From the very early days in the late 90’s and early 00’s we could see the need for an ethical approach for designing persuasive technologies. While our research has moved on from persuasive technology to focus on designing for healthy behavior change, we believe it is important to continue to highlight the ethical contributions in the field of Persuasive Technology so that those who are responsible for designing persuasive technologies can do so in an ethical way. Below you will find several resources our lab created on the ethical creation of persuasive technologies.
Soon after starting the Stanford Persuasive Tech Lab in 1997, we began teaching about the ethics of persuasive technology, both at the university and in industry (1997). Within the next few years we extended our message around ethics including this article in Wired Magazine. https://www.wired.com/2000/03/fiddling-with-human-behavior/ )
In 1998, BJ Fogg published the first peer-reviewed paper to address the ethics of persuasive tech. This paper has been required reading for all students and lab members. See page 229 http://citeseerx.ist.psu.edu/viewdoc/download?doi=10.1.1.83.7257&rep=rep1&type=pdf
In 1999, the lab organized the first panel at a major conference to address the ethical issues of persuasive technology: http://dl.acm.org/citation.cfm?doid=632716.632772
Also in 1999, our lab wrote an article on the ethics of persuasive tech which was part of a special issue of ACM that BJ guest edited. See this issue here: https://cacm.acm.org/magazines/1999/5
In 2002, BJ wrote the first book chapter about the ethics of persuasive tech. See chapter 9 in his book Persuasive Technology. Start with page 213 here: http://bit.ly/2uQt5SO
Our Lab organized the first-ever conference about the ethics of persuasive tech (half-day event at Stanford)
In 2006 we created a video to warn the FTC (and others) about problematic areas related to persuasive technology. See the video here: https://vimeo.com/117427520
(BJ’s quick note: This video above has a slow pace, and it’s not my best look, with the shaved head and all.
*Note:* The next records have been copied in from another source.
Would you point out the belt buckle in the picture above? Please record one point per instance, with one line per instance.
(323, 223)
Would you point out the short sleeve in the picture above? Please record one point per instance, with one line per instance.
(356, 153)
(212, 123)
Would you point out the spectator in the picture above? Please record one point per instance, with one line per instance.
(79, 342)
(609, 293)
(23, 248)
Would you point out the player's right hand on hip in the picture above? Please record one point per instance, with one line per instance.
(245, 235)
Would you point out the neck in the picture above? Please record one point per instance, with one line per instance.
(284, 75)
However, do listen to what I was predicting and warning people about. At least go to minute 10 and see what I say about the political use of persuasion profiles. We recorded this video in 2006 to warn policymakers of the impacts persuasive technology could have. Remember, this message was recorded in 2006 not 2016 and the message rings true more and more every day.)
In addition to our lab’s consistent focus on the need for an ethical approach to persuasive technology, we also emphasized the opportunity for Persuasive Technology to help millions of people. Here are a few areas where we put this into practice. Along with those efforts, our lab focused on technology that promoted peace.
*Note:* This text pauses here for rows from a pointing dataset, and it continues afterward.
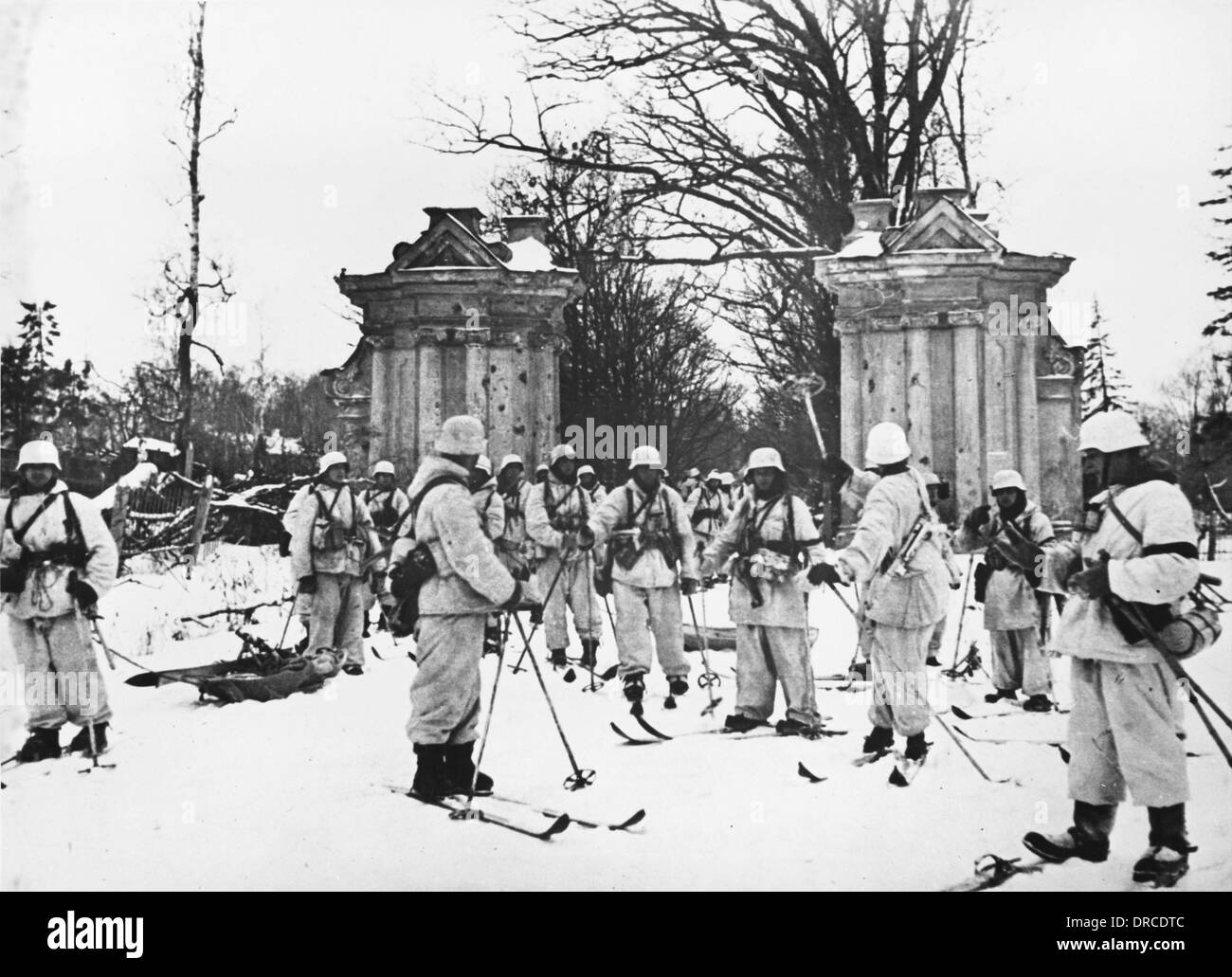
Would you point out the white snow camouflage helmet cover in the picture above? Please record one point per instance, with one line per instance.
(329, 460)
(1110, 430)
(887, 443)
(760, 457)
(1008, 479)
(38, 452)
(645, 456)
(461, 435)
The lab’s focus on technology to promote peace (starting in 2009) led to a new lab at Stanford called the “Peace Innovation Lab” — https://peaceinnovation.stanford.edu/
Based on our work in the lab, BJ co-authored a book in 2010 to help parents understand Facebook and protect their kids: Facebook for Parents (out of print now but you can find copies online).
We researched and then held five ground-breaking industry events (2007-2012) to share insights and best practices around how mobile devices can be used to improve the health of everyday people. We focused on what really works to change people’s health behaviors.
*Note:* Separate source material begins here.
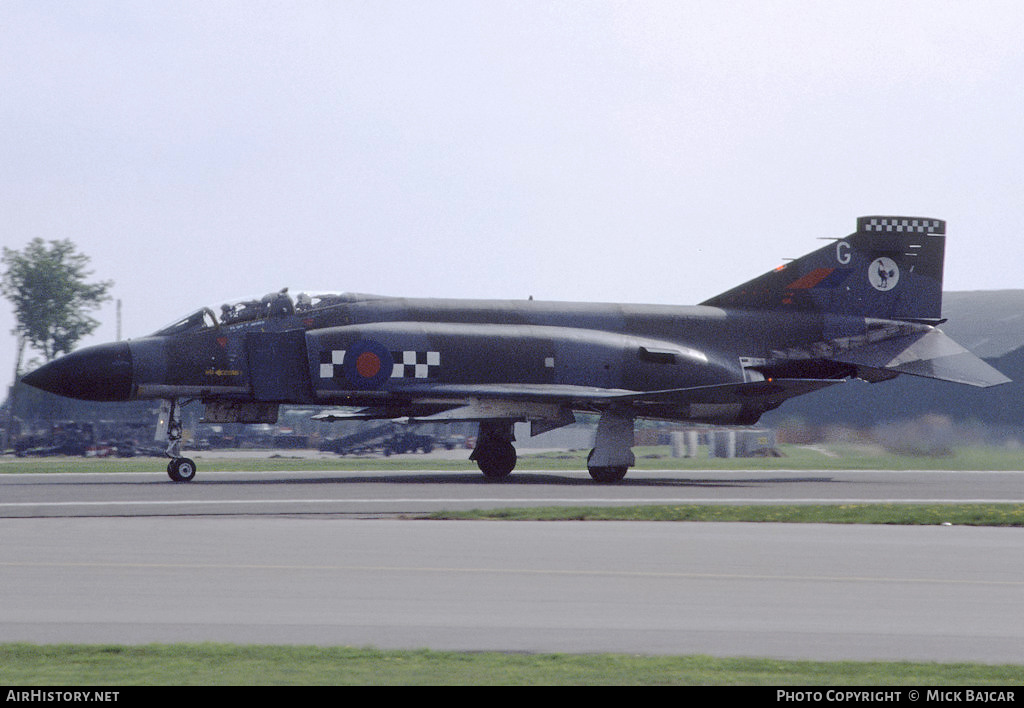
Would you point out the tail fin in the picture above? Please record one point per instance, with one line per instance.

I have long been a champion for my former students doing good things in the world, including Tristan Harris and his work (“Time Well Spent” and now Center for Humane Technology). Tristan has a TedTalk discussing the dark side of Persuasive Technology and he continues to champion the ethical use of these technologies to solve the current challenges we face.
I am extremely proud of the work our lab has done over the years and while our work has moved away from this arena, I hope anyone looking to design persuasive technologies will review the work we have done on ethics and focus their research and efforts on positive change and helping people succeed and feel successful at doing what they already want to do.